You know those business books that combine flimsy pop psychology and self help literature with personal development and business goals? Yeah, those books with 300 pages and only one good idea per 100 pages if you’re lucky. Rest of it is just fabricated stories, ideas copied from other books and regurgitation of ideas from the previous chapters to fluff up the page count. Yes that category!
Well guess what? GPT can generate precisely that level of quality without any effort. In fact, it seems to gravitate towards that style unless you specifically work hard to steer it to aim higher. It has never been easier to become a business book author! Zero editing required. Just prompt and publish.
It feels like this is the one area where GPT excels.
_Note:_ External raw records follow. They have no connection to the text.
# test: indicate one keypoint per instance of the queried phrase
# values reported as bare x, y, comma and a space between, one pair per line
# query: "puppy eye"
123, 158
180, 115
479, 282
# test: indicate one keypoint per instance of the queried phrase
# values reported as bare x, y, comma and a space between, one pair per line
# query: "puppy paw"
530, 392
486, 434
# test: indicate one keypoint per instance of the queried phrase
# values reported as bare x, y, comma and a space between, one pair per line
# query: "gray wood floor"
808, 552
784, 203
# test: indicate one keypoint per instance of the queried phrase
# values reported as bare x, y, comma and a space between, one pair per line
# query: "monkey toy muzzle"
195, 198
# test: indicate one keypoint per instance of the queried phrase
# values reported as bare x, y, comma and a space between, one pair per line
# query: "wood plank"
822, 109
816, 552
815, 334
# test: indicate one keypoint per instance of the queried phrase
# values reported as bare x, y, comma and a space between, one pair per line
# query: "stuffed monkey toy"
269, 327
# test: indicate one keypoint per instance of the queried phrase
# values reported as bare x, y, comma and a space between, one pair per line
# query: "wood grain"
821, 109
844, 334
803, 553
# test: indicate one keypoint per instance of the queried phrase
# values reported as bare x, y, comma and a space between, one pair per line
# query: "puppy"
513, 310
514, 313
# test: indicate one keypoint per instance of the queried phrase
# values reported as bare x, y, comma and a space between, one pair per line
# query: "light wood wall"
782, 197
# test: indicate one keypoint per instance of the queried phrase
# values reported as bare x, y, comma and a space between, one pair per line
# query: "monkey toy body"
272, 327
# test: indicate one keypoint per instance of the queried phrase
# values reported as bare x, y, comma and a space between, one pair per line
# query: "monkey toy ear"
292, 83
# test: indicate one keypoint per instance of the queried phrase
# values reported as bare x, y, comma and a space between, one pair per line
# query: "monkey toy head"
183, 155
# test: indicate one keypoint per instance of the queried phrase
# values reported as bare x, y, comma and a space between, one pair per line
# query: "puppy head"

Solo roleplay. You can make a character and interact. Generate fake conversations etc.
With generative images you can create custom backgrounds, portraits and landscapes instead of having to lookup for them or doing it yourself.
You can also do some interactive story telling that it’s kind of fun.
Generating quick test questions over a certain topic. It’s another use case I’ve seen it being quite good at.
Wow, what a cool idea, I never even considered this. Any other suggestions to this idea to add some fun?
If you want it to go unhinged try to get an uncensored llm. Dans PersonalityEngine by bartowski is my current favorite.
That stupid song about the Windows registry. Don’t look it up, or at least don’t come crying to me after listening to it 50 times. It has no right being as catchy as it is. I fear for younger people and how God generated music will sound in a year or two.
I used to ask why classical music wasn’t performed by Metal bands. Now I can have AI make it for me and it shouldn’t even be that hard given the songs are already written. Now if I were to say “compose a new symphony in the style of Beethoven and make it sound like Iron Maiden are playing it… that would be different.
I find it’s good as a “search engine of last resort”. I would pay $2 monthly at most for one, and less if it’s American.